Al otro día me levanté a las nueve y, tratando de hacer el menor ruido posible, bajé a desayunar. Era muy temprano para Felipe, quien hasta después del mediodía no daría rastros de vida. Decidí salir a recorrer un poco la ciudad, lo que para mí significa visitar el shopping más grande y moderno, así que me subí a un taxi y enfilé para el Alto Las Condes. Me sentía mal por la pelea con Felipe, no sabía cómo seguiría la cosa, si valía la pena ser amable o si lo mejor era mandarlo a la mierda. Tampoco sabía si no era él quien me mandaría a la mierda por ser tan desagradecido. Mientras pensaba todo esto, caminando por los pasillos del shopping vi un local de Zara y supe que mis conflictos existenciales podían esperar: había llegado la colección primavera/verano, ¡y en Buenos Aires todavía seguían con las liquidaciones de invierno! Sin pensarlo dos veces me zambullí en la tienda y empecé a agarrar ropa, sólo para ver cómo me quedaba, porque no pensaba comprar nada hasta llegar a mi ciudad, donde el peso argentino todavía era aceptado con cierta dignidad. Me probé pantalones, remeras, camisas y hasta zapatos. Todo me gustaba, todo me quedaba bien, porque en Zara la ropa está hecha a mi medida, por eso amo tanto esa tienda. Mientras recorría los percheros, analizaba mis opciones: esta remerita es increíble; el fondo naranja, los dibujos en verde y los bordes de las mangas y el cuello también en verde. ¡Qué buena combinación de colores!
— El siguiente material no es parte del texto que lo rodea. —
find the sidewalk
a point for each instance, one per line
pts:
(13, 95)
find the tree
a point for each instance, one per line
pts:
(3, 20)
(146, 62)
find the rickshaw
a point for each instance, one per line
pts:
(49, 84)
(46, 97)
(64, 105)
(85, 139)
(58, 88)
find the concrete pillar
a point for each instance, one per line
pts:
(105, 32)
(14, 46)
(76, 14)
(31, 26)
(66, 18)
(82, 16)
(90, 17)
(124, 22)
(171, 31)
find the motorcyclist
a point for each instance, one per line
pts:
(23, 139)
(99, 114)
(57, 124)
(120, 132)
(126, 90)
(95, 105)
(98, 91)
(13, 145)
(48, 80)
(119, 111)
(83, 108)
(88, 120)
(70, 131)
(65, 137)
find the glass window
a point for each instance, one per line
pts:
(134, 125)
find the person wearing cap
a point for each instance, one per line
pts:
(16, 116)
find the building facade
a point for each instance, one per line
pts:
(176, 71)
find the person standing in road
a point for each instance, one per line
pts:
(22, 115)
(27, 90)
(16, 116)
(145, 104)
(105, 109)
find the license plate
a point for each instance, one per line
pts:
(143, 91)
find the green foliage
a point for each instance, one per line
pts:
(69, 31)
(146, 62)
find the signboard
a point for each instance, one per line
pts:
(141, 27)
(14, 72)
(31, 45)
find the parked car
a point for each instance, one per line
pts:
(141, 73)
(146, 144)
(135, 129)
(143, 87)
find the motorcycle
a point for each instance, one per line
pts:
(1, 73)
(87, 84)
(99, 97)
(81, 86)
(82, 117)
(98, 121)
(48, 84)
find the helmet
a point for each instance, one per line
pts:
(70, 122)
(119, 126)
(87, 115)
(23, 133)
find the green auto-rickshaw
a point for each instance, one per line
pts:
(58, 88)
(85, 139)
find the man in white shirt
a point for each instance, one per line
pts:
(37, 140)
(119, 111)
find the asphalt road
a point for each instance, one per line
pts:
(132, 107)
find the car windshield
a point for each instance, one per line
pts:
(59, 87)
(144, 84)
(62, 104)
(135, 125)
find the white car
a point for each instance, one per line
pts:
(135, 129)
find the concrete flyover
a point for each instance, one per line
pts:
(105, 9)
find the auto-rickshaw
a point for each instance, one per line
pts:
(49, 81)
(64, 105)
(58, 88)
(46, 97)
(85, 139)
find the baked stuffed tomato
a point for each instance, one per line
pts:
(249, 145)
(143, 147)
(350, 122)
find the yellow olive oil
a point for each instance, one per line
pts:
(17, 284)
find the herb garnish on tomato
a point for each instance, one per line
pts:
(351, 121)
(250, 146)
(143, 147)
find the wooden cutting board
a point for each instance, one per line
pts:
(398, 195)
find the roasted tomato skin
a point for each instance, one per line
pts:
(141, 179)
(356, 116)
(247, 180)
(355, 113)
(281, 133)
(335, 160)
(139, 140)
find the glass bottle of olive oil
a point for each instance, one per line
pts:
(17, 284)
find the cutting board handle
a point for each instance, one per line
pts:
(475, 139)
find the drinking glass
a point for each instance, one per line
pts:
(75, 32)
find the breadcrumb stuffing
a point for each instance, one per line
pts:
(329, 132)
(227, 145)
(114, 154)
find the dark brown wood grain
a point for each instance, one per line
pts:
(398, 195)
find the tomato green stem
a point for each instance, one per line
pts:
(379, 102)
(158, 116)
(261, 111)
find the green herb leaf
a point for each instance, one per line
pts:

Es perfecta, me queda pintada. ¿A ver el precio? Quince mil pesos, eso son... veinte dólares, o sea, unos setenta mangos. Saladito, pero vale la pena, tal vez esta remera nunca llegue al Zara de Buenos Aires. Listo, me la llevo. Y esa, azul marino de manga larga, es ideal para Felipe. Claro, le llevo un regalito y ya, nos reconciliamos y todos felices comiendo perdices.
Luego de estas profundas meditaciones con mi conciencia fui hasta la caja, pagué, y volví al hotel. Felipe estaba en el cuarto, tomando su juguito de naranja.